Started in 1958, the KWV Collection features post-war paintings rooted in the Cape region, its landscapes, people and industries. Formerly displayed at the Laborie Manor and KWV Sensorium in the La Concorde head office, both in Paarl, the consignment to Strauss & Co includes The Origin of Wine/The Epic of Gilgamesh (estimate R800 000 – 1.2 million), an elaborate panel piece commissioned by KWV from Cecil Skotnes. The work narrates the history of wine and its arrival in South Africa and marked a pivotal moment in the artist’s later career. The collection also includes two Skotnes table settings, notably Still life with Bottles (estimate R400 000 – 600 000) and Wyn wat die Meuse-hart Verheug (estimate R60 000 – 80 000)

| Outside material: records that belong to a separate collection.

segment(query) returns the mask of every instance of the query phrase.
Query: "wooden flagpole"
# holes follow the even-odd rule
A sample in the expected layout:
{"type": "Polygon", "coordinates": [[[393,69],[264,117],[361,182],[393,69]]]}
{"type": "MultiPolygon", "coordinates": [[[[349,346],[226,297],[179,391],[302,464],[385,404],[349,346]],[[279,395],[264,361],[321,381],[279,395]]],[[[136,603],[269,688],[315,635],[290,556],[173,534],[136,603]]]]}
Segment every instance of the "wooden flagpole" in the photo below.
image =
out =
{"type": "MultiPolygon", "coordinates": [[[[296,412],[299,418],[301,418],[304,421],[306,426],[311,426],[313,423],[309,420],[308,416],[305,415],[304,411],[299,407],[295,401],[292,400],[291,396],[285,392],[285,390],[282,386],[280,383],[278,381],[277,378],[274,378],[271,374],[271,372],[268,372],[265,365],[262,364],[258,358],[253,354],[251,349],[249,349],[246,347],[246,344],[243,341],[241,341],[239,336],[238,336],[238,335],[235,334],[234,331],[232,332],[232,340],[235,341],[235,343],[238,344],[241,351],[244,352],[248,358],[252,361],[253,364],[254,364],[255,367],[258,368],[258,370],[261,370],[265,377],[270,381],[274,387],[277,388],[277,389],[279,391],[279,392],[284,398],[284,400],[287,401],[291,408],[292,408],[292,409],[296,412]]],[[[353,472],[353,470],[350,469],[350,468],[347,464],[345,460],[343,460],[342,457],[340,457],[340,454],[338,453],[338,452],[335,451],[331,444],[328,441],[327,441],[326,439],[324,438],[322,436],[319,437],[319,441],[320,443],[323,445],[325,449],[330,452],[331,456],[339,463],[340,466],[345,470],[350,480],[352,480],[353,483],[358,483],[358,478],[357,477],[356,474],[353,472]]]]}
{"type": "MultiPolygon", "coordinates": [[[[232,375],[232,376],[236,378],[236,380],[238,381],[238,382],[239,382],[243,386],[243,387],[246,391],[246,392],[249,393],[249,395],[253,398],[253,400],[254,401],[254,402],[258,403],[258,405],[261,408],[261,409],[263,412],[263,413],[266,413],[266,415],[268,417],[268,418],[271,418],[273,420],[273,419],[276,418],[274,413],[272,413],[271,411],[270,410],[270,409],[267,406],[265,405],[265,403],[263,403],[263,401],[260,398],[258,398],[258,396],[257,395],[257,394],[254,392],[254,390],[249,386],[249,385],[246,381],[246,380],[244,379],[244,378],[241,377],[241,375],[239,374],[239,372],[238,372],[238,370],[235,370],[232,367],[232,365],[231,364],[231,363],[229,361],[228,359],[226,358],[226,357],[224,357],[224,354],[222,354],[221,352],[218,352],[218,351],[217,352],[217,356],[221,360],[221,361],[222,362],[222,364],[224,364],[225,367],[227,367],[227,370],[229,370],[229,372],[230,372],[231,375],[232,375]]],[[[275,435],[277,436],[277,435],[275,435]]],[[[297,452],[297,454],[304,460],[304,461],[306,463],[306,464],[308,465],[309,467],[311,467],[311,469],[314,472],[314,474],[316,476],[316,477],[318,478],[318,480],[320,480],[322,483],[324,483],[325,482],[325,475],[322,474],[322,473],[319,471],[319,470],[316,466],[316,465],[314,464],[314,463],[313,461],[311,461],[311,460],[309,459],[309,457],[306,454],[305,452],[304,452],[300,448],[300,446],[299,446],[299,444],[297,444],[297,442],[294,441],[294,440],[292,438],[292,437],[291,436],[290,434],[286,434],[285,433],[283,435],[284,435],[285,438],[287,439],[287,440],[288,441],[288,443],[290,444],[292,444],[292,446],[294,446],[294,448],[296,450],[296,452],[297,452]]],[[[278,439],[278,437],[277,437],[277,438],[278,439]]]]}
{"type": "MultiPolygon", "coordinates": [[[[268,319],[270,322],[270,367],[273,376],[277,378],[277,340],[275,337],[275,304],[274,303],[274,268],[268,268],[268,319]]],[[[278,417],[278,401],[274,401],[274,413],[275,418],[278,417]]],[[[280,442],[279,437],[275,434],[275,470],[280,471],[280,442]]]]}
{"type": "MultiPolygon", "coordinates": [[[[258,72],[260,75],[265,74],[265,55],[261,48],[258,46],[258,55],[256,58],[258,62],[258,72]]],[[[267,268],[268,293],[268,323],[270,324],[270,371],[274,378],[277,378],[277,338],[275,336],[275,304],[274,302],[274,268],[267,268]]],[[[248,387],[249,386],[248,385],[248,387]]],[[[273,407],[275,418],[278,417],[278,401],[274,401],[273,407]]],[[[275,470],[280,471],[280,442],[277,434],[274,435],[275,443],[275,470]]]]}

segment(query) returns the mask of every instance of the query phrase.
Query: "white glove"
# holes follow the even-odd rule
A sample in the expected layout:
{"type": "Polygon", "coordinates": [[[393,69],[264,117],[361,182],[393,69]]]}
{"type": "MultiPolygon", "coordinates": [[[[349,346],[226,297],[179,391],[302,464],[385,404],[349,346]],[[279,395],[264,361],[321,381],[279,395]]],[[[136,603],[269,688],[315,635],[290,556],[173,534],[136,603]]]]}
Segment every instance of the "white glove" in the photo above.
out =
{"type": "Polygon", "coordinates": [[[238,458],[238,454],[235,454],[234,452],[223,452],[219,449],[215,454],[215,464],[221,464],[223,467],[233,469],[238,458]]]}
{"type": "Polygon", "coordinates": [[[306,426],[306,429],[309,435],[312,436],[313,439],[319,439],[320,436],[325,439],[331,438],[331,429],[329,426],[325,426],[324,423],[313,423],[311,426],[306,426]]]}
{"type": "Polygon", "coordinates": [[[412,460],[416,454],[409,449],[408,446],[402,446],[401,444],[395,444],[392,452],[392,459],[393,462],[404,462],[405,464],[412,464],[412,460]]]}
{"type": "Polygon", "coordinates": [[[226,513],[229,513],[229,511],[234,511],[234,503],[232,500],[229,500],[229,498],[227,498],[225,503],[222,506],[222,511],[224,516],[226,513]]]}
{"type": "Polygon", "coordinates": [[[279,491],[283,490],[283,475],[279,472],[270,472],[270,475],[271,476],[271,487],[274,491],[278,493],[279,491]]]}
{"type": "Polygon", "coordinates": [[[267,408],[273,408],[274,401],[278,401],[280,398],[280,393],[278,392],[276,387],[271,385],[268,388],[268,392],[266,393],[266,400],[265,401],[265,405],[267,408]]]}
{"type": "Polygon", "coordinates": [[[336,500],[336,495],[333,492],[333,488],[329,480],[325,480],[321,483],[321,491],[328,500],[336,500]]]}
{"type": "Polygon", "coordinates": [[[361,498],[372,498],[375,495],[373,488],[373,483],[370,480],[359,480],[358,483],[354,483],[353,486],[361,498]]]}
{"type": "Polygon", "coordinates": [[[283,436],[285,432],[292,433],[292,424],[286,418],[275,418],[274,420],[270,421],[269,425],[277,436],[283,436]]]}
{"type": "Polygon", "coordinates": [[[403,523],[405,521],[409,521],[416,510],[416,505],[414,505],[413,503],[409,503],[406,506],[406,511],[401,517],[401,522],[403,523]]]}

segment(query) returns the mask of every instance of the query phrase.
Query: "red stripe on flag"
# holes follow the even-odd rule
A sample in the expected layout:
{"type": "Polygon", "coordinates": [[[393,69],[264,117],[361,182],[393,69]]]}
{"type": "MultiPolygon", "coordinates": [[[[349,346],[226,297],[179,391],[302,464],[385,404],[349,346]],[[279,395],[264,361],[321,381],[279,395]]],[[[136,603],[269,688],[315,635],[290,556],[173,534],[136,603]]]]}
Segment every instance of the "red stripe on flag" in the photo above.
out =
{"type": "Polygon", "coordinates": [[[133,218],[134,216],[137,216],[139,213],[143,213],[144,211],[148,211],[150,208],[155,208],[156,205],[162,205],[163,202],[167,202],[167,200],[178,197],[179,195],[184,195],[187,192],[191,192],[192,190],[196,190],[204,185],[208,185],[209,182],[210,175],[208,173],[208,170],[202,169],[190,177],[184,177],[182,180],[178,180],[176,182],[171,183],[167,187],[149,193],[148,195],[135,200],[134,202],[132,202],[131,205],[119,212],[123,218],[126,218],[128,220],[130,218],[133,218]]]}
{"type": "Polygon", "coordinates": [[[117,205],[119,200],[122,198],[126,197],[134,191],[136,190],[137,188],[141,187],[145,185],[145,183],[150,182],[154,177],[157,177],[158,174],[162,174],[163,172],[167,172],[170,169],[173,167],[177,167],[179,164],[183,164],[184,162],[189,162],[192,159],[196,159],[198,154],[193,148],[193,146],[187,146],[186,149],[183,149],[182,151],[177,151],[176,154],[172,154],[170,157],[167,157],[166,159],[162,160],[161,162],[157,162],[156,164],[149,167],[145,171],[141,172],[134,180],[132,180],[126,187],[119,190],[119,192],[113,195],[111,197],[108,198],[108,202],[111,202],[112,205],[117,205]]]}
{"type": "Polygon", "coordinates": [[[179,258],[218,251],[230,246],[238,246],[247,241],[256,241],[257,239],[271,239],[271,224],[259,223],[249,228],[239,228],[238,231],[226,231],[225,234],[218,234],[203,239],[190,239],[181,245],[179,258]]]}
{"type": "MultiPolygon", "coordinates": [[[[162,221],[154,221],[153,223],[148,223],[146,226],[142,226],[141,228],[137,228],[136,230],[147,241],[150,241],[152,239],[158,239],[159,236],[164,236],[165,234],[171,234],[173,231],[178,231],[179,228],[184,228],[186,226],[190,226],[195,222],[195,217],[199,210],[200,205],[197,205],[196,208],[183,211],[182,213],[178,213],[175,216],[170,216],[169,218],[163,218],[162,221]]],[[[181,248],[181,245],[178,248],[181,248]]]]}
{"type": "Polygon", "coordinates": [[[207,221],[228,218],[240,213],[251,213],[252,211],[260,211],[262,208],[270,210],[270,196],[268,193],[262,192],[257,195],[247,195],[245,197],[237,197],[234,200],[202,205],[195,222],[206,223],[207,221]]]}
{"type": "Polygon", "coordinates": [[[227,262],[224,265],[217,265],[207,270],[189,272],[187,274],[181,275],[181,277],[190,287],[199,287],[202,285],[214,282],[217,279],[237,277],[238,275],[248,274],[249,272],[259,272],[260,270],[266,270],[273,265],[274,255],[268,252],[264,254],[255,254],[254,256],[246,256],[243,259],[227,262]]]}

Other highlights from the KWV Collection are Erik Laubscher’s late landscape Winter Vines, Kloovenberg (estimate R400 000 – 600 000) and Maggie Laubser’s Still Life with Dahlias and Grapes (estimate R250 000 – 350 000). Collectors of Cape landscapes are directed to works by Marjorie Wallace and Gregoire Boonzaier, in particular the latter painter’s Edge of the Forest, Kenilworth (estimate R150 000 – 2000 000) and After the Rain, Kenilworth (estimate R 250 000 – 350 000). The KWV Collection also includes figure studies and portraits by François Krige, Christo Coetzee and Maurice van Essche.
Left: (Detail) Banksy, Happy Choppers, 2003, colour screenprint image size: 67 by 48cm, R 900 000 - 1 200 000. Oppsite Page: Mr Brainwash, Madonna, silkscreen and spraypaint on canvas 120,5 by 120,5cm.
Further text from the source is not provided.